Il testo presenta dei refusi e qualche parola scritta in maniera così sbagliata da non riuscire a ricostruirla, ma per il resto si legge che è una meraviglia e lo stile è splendidamente adatto al genere di appartenenza, quello introspettivo, un genere che amo, anche se ho letto qua e là che qualcuno gli rimprovera la lentezza, ma, dal mio punto di vista, fare un appunto all'autore in questo senso equivale a riprendere uno scrittore di horror per le immagini truculente.

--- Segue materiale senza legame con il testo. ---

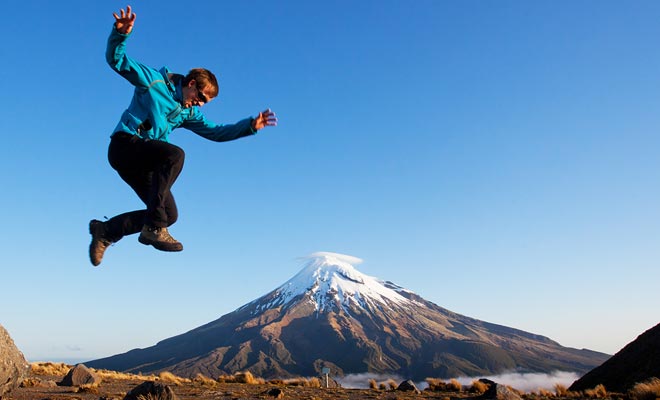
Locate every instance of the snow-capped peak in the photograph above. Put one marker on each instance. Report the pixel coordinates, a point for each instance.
(331, 279)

Il romanzo è scritto in prima persona: c’è una voce narrante che è anche il personaggio principale che racconta la storia dal suo personale punto di vista. La sua identità verrà svelata solo alla fine, spiazzando il lettore. Allora e solo allora alcuni degli eventi narrati nel libro, apparentemente privi di senso, troveranno la loro giustificazione, insieme a qualche reazione poco chiara di chi orbita intorno ai due personaggi principali. Non posso né voglio dire di più per non anticiparvi ciò che è giusto che scopriate leggendolo.

L’amore e la passione amorosa vengono riprodotte e analizzate in tutte le loro sfumature. Alice e la voce narrante vivono una relazione molto intensa, contrastata e resa difficile oltre che dagli altri dalle loro paure e dalla loro immaturità.

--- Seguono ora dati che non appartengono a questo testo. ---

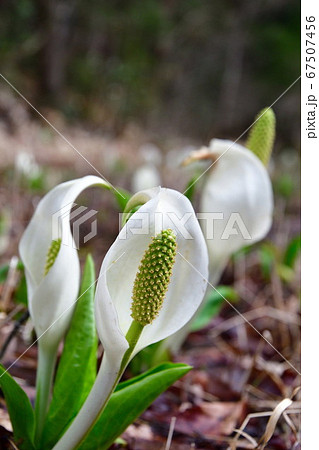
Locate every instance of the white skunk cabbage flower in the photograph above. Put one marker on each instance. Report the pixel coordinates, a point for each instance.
(52, 270)
(236, 204)
(236, 208)
(145, 177)
(147, 290)
(51, 262)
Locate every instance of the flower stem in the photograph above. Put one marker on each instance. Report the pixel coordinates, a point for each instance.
(45, 371)
(99, 395)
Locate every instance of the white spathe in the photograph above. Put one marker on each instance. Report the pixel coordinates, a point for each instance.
(51, 297)
(162, 209)
(238, 189)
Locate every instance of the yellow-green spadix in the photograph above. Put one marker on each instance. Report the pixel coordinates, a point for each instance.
(176, 246)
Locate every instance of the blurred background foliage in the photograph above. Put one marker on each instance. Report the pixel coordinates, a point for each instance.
(197, 68)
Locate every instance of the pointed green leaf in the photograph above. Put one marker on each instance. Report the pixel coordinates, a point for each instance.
(128, 402)
(20, 411)
(292, 251)
(77, 368)
(122, 197)
(262, 135)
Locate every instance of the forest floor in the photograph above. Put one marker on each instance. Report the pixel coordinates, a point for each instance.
(246, 361)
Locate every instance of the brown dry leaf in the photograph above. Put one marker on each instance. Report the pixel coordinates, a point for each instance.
(210, 419)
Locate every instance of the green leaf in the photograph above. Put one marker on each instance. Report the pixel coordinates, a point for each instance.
(190, 188)
(20, 411)
(77, 368)
(122, 197)
(292, 252)
(128, 402)
(213, 305)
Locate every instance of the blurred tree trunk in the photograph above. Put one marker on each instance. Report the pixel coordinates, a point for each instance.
(55, 21)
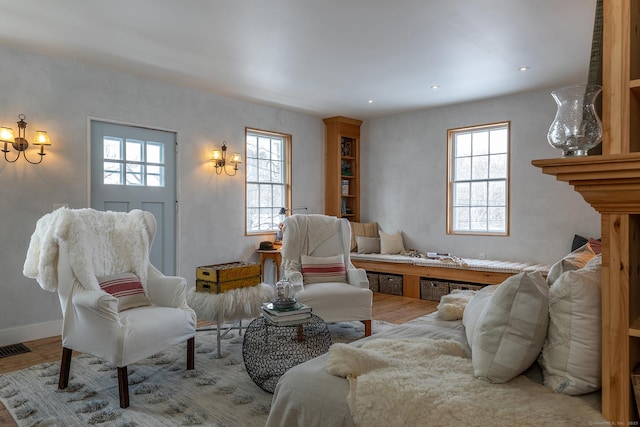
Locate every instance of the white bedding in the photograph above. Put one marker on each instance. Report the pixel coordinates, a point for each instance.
(309, 396)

La voce narrante proviene da un contesto familiare molto difficile. L’incontriamo che ha solo diciassette anni, due fratelli che hanno già una loro vita, lontano dalla casa materna. La madre è una donna molto sopra le righe, rimasta sola dopo una separazione, affoga i suoi dispiaceri nell’alcol. È tutt’altro che equilibrata, così come il suo modo di dare affetto. In casa sono solo in due: fra di loro si è creato un rapporto simbiotico, tanto che quando la voce narrante ha le sue prime esperienze amorose, la genitrice le vive come un tradimento. Insieme bevono “per coprire il male e l’imbarazzo di essere al mondo”.

Il testo è infarcito di lirismi, metafore, descrizioni mozzafiato, sia di ambienti che di personaggi, quest'ultime condotte con una ricercatezza di termini rara da trovarsi.

La trama abbraccia un arco temporale della durata di dieci anni, nel corso dei quali il personaggio principale/voce narrante cresce, cambia, commette una serie di errori, finge anche con sé stesso, e soprattutto ama o almeno ci prova, in una ricerca febbrile, senza sosta, perché solo tramite l’amore può mettere a tacere le proprie insicurezze, affermare la propria identità, sottrarsi al senso di vuoto che modella i suoi giorni e all’angoscia che ne deriva.

Non è facile parlare d’amore senza scadere nel già visto, nel già sentito, ma va riconosciuto a Maria L. Zante di esserci riuscita perfettamente creando una storia che commuove, avvince e stupisce per la sua rara bellezza.